Literature search for ‘swallowed dentures’ among case reports between 1972 to 2022 on PubMed returned 250 results, of which 106 were unique case reports or case series on swallowed dentures. Dysphagia is by far the most common presenting complaint, with other associated symptoms being tenderness in the throat, retrosternal discomfort, and choking [5,6]. Denture impaction can cause significant patient distress and the physiological response to foreign body in the pharynx can mimic the increased secretions, nausea and respiratory distress in patients nearing end of life. Most crucially, as with other cases of foreign body obstruction, impacted dentures in the oropharynx can cause airway compromise. Pertinent to elderly populations, it is worthwhile excluding denture impaction as a source of swallowing difficulty. Three cases described by Hashmi et al  similarly described patients presenting with sore throat who were unable to provide definitive histories, had FNEs with significant saliva pooling and were ultimately found to have impacted dentures, with one resulting in critical haemorrhage. Literature suggests that impacted dentures can be difficult to diagnose initially and greater awareness of this risk in the denture-wearing population should be encouraged [7,8]. Early recognition and removal lessen the risk of complications of trauma, such as oedema, tissue pressure necrosis, and secondary infection. Daniels et al  found a statistically significant increase in risk of complications with delayed removal of dentures beyond 4 days post-ingestion. Finally, careful attention is required in cases where there may be iatrogenic dislodging of dentures such as endotracheal intubation in emergency settings and even NGT insertion in ward-based settings .

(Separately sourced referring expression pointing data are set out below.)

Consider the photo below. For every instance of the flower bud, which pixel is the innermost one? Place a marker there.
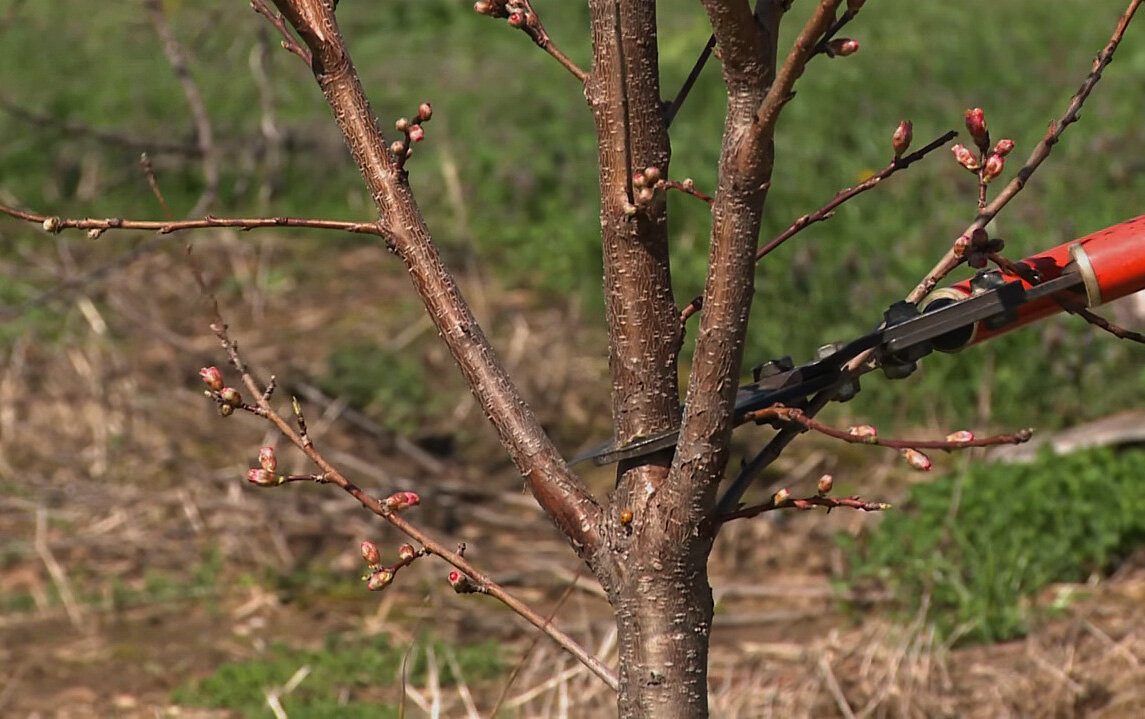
(212, 378)
(976, 124)
(902, 136)
(863, 432)
(916, 459)
(401, 500)
(964, 157)
(842, 47)
(379, 581)
(826, 483)
(267, 458)
(230, 396)
(460, 583)
(261, 477)
(993, 167)
(370, 553)
(1003, 147)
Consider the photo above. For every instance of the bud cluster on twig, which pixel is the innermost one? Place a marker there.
(987, 163)
(411, 132)
(380, 576)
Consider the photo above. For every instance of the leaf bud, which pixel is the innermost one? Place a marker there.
(826, 483)
(976, 125)
(401, 500)
(212, 378)
(993, 167)
(842, 47)
(370, 553)
(916, 459)
(267, 458)
(261, 477)
(902, 136)
(1003, 147)
(230, 396)
(964, 157)
(379, 581)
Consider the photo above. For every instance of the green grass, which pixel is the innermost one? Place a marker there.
(346, 678)
(1016, 529)
(516, 129)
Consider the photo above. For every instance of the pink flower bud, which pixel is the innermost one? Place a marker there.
(212, 378)
(826, 483)
(993, 167)
(902, 136)
(379, 581)
(370, 553)
(863, 432)
(1003, 147)
(964, 157)
(261, 477)
(976, 124)
(230, 396)
(267, 458)
(401, 500)
(460, 583)
(842, 47)
(916, 459)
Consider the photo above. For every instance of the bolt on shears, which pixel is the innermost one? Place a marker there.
(1087, 271)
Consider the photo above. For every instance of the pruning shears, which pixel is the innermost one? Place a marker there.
(1087, 271)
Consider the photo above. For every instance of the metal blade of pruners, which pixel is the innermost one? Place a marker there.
(905, 334)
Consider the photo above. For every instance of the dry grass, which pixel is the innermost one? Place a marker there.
(134, 555)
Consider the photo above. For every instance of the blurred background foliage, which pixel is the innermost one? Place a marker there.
(507, 174)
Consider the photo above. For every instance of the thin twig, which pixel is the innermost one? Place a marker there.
(827, 211)
(289, 41)
(523, 17)
(53, 223)
(799, 417)
(952, 259)
(528, 653)
(332, 475)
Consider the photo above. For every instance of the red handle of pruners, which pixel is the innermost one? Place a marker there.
(1111, 263)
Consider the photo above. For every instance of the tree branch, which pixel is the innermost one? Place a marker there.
(561, 494)
(1041, 151)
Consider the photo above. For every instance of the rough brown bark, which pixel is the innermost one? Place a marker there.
(561, 494)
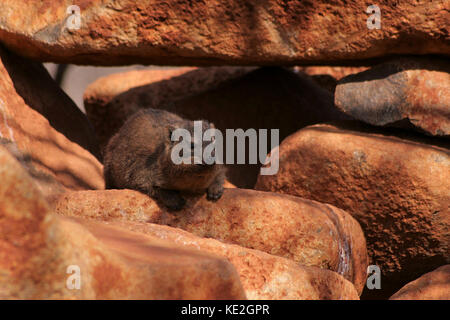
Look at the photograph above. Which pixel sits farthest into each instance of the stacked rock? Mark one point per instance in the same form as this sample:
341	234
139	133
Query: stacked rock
364	160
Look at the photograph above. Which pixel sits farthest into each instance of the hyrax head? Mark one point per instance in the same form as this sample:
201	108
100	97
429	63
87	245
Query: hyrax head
191	146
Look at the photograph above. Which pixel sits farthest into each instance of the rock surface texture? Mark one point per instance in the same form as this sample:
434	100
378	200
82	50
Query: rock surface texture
304	231
228	32
434	285
395	185
263	276
41	255
412	91
46	126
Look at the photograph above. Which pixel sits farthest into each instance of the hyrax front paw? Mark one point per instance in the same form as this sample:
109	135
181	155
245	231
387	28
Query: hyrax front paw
172	200
214	192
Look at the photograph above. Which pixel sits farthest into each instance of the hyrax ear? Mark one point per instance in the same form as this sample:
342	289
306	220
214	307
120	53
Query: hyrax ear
170	130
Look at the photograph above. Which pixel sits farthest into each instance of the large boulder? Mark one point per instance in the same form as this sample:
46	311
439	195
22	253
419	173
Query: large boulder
263	276
408	92
434	285
221	32
304	231
46	126
230	97
395	184
45	256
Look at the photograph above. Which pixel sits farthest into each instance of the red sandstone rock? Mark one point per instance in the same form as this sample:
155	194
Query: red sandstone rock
304	231
263	276
46	125
38	250
412	91
395	184
222	32
434	285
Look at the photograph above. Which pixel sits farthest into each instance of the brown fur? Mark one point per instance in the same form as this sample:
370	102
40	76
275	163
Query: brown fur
138	157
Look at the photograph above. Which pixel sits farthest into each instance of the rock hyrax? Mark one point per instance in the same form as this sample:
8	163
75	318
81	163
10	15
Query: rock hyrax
138	157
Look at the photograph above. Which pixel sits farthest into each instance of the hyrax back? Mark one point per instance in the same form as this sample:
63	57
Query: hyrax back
138	157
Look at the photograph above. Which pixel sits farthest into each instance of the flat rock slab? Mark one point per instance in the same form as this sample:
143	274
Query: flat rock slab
263	276
434	285
395	184
408	92
304	231
221	32
42	255
46	126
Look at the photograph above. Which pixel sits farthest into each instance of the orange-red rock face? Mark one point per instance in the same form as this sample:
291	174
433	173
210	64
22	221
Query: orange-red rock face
395	184
38	248
304	231
228	32
406	91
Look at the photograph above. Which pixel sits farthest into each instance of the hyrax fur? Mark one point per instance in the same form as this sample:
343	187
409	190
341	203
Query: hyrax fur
138	157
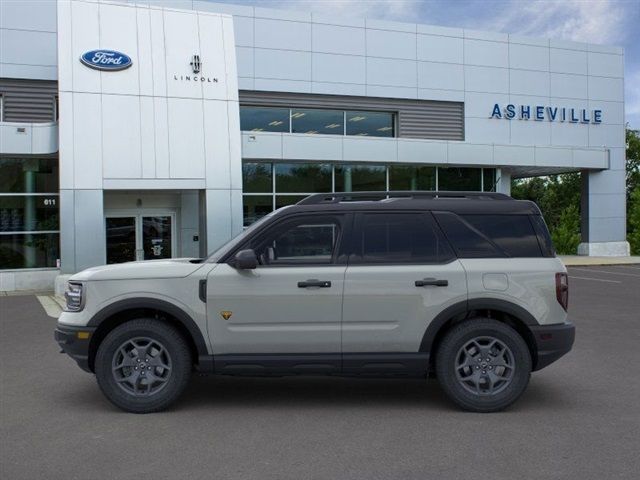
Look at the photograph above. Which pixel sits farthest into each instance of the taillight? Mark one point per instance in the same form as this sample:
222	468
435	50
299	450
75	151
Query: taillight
562	290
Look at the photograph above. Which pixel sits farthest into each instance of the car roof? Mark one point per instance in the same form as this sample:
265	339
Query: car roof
456	202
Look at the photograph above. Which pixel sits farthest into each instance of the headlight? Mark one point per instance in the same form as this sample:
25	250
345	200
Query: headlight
74	296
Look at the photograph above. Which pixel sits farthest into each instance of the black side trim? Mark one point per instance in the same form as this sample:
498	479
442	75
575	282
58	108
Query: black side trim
461	309
504	306
76	348
552	342
456	310
381	364
153	304
278	364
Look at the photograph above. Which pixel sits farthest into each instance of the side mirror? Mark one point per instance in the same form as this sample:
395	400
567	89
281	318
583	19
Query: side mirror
245	260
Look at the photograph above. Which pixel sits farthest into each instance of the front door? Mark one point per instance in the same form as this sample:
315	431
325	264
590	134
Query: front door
132	237
291	304
401	274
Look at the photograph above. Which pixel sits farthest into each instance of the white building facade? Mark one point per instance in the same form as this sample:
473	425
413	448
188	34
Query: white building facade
149	130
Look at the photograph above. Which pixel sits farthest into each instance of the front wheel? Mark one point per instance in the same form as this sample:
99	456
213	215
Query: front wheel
143	365
483	365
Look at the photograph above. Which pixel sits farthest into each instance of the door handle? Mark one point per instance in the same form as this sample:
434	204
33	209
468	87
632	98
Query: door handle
314	283
425	282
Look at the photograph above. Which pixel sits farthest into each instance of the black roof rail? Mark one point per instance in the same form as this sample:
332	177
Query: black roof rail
323	198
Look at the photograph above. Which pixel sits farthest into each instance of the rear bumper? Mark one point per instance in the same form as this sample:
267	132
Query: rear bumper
74	345
552	342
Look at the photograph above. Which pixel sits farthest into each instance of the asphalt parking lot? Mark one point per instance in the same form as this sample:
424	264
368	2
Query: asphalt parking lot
580	417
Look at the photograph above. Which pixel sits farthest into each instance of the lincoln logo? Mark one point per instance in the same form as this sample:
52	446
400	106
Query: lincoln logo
107	60
195	63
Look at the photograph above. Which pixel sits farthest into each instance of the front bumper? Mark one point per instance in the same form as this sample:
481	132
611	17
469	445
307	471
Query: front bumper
552	342
74	341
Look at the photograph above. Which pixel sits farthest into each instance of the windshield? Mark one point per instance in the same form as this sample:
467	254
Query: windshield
238	239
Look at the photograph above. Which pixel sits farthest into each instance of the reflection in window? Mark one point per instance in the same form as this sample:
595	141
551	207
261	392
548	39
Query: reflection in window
31	250
459	179
406	177
28	213
359	178
256	178
317	121
264	119
254	207
303	178
294	181
28	175
372	124
489	179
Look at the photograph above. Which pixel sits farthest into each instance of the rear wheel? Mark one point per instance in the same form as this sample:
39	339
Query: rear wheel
483	365
143	365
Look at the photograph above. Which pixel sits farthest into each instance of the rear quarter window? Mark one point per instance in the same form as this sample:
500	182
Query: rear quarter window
514	234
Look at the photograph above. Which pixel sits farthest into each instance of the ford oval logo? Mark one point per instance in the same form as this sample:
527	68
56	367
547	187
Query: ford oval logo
109	60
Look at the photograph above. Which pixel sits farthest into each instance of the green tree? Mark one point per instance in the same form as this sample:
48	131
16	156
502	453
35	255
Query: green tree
566	234
633	221
633	161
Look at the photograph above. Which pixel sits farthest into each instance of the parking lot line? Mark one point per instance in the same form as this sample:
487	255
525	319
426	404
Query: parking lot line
592	270
596	279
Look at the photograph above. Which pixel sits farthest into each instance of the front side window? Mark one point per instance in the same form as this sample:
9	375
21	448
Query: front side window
397	238
303	241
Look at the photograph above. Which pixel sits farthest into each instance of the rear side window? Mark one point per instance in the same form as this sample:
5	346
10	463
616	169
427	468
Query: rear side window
399	238
543	235
514	234
467	241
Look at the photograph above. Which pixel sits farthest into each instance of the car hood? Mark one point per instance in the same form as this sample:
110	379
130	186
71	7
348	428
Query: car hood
173	268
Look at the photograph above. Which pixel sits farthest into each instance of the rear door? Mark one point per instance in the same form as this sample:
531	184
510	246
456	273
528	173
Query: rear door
401	274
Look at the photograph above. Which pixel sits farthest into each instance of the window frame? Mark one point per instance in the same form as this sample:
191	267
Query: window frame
278	226
355	257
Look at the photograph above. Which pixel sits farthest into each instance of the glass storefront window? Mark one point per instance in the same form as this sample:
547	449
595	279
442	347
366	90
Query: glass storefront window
264	119
317	121
372	124
489	179
254	207
303	178
28	213
257	178
293	181
459	179
358	178
28	175
31	250
284	200
406	177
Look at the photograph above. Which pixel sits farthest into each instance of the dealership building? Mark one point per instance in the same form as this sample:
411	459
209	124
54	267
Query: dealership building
148	130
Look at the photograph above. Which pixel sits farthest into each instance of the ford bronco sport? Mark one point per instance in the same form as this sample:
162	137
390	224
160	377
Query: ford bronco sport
462	286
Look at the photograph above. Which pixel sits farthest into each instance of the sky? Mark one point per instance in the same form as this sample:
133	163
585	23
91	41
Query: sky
608	22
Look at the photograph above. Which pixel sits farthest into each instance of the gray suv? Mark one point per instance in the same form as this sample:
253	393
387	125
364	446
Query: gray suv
461	286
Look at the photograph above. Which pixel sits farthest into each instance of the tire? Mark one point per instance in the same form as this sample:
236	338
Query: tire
487	384
143	365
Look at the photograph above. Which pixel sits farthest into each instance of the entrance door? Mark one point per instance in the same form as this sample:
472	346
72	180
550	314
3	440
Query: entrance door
140	237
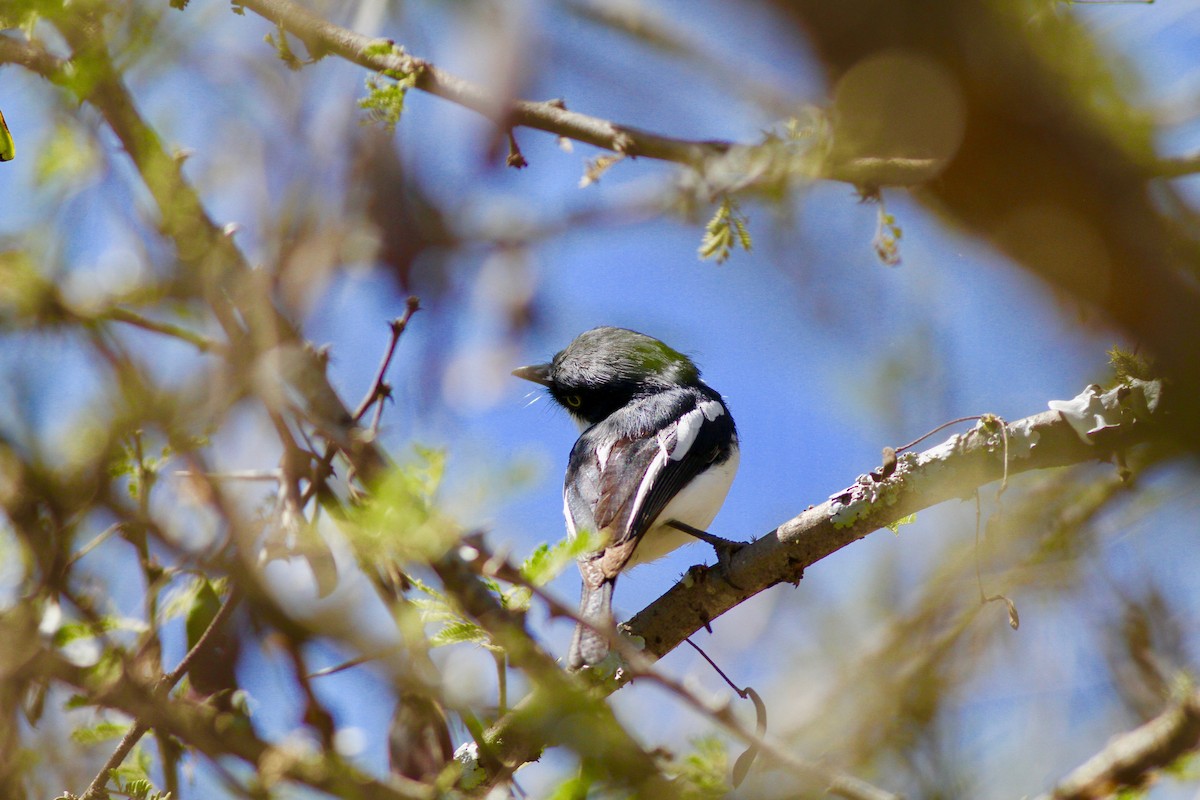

Clear documentation of location of aids such as dentures must be encouraged, with extra care to be taken when inserting endotracheal tubes or NGTs in patients with dentures, especially if ill-fitting. Denture ingestion should be considered early on if elderly patient with known dentures develops new odynophagia, and an urgent referral to SALT and ENT may be appropriate.
Written consent was obtained from the patient for publication of this case report.
Availability of Data and Materials
Data sharing is not applicable to this article as no datasets were generated or analysed during the current study.